The Hong Kong Polytechnic University, Hong Kong

Title: Tourist Spatial – Temporal Distribution and Hotspots analysis in Hongkong via Instagram Geotagged photos using Exploratory Spatial Data Analysis and GIS

Biography

Biography: Chaitamart Jittin

Abstract

Tourist spatial and temporal patterns could be investigated from analysing digital and social clues that tourists leave behind their trips by either accidental or intentional purposes. When considering to tourism sustainability, spatial-temporal distribution of tourists plays an important role in strategic planning. However, tourists spatial-temporal distribution is still a neglected topic in urban tourism field. This research aims to demonstrate the potential of using rich geotagged data from Instagram to investigate and identify the spatial-temporal distribution and main tourist attractions of inbound tourists in Hong Kong. This approach is using geo-spatial data from the popular photo-sharing site which goes far beyond the cost, scale and timeliness of traditional questionnaire surveys.The method is based on exploiting over 1 million geotagged photos from over 200,000 international tourists collected over a period of one year in conjunction with exploratory spatial data analysis (ESDA).

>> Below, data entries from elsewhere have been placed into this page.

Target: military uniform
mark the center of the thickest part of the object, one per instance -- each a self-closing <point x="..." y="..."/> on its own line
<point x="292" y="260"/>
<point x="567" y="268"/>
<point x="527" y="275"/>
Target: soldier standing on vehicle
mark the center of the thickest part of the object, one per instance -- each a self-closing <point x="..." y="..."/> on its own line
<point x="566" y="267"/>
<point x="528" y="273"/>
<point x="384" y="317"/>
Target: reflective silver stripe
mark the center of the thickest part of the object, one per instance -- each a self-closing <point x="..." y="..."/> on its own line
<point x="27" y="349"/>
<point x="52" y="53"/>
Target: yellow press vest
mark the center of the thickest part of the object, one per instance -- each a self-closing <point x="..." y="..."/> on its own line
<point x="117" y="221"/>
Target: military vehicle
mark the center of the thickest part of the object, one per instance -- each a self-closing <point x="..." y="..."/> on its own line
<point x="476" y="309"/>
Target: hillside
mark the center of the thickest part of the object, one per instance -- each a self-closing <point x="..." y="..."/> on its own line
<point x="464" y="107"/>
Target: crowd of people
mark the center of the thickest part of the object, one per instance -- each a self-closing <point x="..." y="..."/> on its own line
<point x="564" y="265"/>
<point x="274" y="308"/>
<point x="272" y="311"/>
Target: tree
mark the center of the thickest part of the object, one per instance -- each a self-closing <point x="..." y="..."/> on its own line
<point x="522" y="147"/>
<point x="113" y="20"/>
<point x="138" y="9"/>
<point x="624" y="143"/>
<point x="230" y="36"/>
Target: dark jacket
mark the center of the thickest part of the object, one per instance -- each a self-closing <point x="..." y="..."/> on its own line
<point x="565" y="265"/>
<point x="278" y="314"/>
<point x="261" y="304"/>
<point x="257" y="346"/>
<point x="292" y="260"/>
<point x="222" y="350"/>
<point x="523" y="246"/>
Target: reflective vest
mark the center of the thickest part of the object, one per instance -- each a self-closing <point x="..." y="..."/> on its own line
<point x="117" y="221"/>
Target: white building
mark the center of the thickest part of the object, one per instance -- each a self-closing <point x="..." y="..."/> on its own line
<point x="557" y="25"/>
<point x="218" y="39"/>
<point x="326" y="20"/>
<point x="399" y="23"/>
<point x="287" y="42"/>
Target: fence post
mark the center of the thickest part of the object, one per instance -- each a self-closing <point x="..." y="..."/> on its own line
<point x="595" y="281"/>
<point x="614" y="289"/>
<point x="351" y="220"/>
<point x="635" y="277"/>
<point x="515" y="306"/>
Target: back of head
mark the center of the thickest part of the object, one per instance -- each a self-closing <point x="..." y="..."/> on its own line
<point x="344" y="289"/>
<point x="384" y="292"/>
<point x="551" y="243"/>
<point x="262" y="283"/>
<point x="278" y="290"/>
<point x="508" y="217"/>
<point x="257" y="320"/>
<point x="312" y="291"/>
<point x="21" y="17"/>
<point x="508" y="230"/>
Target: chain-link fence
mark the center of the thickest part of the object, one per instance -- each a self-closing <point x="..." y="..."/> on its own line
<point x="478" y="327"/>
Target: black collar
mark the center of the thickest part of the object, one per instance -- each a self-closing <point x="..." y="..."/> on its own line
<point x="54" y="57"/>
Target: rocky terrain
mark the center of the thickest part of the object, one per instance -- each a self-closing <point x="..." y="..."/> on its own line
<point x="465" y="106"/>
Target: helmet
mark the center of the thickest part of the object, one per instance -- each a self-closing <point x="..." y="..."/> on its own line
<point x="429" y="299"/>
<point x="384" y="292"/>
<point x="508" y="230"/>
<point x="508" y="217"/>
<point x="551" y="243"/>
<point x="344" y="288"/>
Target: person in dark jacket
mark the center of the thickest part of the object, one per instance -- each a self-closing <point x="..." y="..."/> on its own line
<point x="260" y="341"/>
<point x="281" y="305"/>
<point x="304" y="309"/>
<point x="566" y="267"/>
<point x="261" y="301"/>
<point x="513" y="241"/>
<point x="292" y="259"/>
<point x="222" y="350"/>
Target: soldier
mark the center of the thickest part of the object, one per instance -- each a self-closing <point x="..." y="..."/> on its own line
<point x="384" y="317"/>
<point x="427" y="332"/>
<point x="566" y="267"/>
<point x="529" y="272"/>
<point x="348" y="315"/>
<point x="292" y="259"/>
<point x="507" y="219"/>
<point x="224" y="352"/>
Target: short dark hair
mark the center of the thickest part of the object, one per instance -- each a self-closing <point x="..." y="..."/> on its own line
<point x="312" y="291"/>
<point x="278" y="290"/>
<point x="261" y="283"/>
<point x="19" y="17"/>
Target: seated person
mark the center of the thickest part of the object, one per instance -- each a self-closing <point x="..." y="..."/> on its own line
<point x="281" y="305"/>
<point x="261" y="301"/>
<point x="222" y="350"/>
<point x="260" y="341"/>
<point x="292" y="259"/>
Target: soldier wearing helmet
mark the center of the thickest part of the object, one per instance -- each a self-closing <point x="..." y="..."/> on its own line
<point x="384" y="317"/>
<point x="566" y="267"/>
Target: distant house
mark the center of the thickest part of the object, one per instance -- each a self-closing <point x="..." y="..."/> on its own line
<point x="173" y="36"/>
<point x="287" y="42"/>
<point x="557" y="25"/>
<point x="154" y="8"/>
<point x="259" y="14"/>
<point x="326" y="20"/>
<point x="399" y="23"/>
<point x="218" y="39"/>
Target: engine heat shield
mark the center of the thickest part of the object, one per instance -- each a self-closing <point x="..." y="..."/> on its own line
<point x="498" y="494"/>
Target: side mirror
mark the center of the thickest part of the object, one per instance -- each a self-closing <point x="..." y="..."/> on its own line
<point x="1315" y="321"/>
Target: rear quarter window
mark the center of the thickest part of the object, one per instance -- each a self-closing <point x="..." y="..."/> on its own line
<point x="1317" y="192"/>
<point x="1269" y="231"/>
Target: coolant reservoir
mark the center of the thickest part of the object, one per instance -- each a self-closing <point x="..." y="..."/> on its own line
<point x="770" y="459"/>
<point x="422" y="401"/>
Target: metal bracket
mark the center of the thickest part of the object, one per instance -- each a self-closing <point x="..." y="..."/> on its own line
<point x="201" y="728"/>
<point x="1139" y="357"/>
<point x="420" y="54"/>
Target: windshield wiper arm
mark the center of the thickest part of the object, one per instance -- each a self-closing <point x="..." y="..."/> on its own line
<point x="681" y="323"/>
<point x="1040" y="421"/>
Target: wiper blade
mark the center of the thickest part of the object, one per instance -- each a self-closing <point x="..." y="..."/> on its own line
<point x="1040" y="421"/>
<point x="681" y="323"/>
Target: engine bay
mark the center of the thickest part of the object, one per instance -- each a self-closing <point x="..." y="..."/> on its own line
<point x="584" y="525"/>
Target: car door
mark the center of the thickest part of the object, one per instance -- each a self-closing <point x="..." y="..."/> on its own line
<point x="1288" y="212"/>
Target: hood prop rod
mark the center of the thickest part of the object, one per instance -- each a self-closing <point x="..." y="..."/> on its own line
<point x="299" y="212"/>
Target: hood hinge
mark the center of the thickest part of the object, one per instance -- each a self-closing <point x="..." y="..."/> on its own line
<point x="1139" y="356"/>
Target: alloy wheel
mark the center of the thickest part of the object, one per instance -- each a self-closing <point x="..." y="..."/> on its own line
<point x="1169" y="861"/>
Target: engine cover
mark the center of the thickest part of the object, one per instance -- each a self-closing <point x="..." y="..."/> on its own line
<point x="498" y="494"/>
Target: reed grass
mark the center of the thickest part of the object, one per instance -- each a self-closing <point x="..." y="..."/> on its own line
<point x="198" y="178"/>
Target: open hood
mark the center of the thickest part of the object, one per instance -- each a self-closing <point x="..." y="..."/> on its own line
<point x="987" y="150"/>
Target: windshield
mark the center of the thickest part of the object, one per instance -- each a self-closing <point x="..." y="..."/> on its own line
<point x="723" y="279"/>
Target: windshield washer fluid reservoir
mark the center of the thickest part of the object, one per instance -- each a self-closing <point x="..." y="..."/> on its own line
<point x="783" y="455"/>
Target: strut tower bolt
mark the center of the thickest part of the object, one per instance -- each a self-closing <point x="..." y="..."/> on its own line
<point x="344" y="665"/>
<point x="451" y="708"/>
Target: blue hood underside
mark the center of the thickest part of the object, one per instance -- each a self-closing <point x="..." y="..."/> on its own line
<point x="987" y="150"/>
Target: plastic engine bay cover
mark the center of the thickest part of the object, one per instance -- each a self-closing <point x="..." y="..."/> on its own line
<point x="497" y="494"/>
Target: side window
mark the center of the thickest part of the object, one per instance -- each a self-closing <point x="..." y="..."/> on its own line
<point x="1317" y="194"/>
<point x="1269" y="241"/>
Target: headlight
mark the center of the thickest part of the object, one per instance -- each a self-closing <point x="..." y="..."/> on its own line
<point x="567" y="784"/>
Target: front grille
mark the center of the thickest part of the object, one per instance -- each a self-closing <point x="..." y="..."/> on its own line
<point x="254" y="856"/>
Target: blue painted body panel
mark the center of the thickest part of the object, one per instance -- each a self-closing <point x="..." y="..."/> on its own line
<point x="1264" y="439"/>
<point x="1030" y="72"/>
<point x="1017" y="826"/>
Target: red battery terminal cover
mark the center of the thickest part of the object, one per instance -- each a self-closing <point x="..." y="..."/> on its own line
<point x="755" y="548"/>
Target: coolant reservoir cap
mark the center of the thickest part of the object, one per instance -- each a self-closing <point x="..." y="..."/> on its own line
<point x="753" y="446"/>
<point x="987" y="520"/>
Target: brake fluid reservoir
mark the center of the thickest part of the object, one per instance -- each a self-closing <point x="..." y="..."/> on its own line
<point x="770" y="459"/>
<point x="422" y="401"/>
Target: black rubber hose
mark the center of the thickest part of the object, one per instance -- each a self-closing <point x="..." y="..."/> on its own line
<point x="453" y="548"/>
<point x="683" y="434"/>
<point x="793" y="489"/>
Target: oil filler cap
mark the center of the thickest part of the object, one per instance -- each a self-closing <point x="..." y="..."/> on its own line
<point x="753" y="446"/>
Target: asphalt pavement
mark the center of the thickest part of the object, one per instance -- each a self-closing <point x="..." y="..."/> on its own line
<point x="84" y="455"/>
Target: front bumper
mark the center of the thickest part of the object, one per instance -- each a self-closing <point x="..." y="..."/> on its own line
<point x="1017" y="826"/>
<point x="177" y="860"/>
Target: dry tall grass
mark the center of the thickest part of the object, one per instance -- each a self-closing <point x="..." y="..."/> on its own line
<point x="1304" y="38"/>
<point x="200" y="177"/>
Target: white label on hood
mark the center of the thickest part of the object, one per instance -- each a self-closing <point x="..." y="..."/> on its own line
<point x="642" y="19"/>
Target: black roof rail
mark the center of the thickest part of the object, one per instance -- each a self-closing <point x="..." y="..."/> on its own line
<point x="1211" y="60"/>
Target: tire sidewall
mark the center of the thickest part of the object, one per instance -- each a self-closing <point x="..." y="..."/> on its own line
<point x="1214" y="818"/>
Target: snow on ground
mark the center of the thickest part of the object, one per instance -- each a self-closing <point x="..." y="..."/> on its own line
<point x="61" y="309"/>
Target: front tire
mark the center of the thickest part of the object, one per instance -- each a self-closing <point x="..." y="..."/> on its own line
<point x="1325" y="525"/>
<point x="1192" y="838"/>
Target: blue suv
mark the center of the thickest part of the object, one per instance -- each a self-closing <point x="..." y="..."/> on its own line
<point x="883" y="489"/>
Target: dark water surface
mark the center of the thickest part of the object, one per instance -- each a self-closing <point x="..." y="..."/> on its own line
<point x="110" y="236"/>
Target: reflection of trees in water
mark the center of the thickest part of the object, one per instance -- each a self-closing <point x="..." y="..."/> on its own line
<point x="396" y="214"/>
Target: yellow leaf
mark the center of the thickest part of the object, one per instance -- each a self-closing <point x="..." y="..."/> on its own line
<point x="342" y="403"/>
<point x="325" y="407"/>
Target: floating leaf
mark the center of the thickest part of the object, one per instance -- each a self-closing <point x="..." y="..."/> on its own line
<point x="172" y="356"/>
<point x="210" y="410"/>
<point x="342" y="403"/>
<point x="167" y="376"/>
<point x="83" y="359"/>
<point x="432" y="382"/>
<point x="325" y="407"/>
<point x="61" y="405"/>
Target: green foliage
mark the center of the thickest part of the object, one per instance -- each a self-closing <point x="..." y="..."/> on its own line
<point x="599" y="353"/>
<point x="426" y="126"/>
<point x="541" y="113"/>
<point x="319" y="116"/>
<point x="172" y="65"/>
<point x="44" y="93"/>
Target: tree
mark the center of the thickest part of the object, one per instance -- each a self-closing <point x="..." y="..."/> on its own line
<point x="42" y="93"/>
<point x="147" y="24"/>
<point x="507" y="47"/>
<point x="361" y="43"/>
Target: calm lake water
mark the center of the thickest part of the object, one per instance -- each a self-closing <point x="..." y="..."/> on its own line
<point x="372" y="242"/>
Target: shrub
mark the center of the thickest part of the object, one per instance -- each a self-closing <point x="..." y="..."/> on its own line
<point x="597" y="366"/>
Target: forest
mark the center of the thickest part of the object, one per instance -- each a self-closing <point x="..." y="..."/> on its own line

ESDA is a collection of GIS spatial statistical approaches that are extensively used to analyse and identify the spatial autocorrelation and heterogeneity as well as visualize hotspots regions of the data over the space. The global Moran’s I statistics of the spatial temporal distribution of inbound tourists in Hong Kong indicate the strong positive and significant autocorrelation. In addition, the Moran significant map and the Anselin Local Moran’s I (LISA statistic) reveal two significant hot spots of inbound tourists which are Central - Wanchai cluster and Tsim Sha Tsui–Mongkok cluster, other two significant attractions which are Hong Kong Disneyland and the big buddha clusters in the morning and the afternoon, and two additional regions of Hong Kong airport and shatin clusters at night. Based on the results, it’s indicated that the spatial distribution is more clustered in the evening and more dispersed during the day time. These areas consist of shopping centers, theme parks and major tourist attractions that attract majority of tourists in Hong Kong. However, there are some different significant hot spots occurred at various time scales.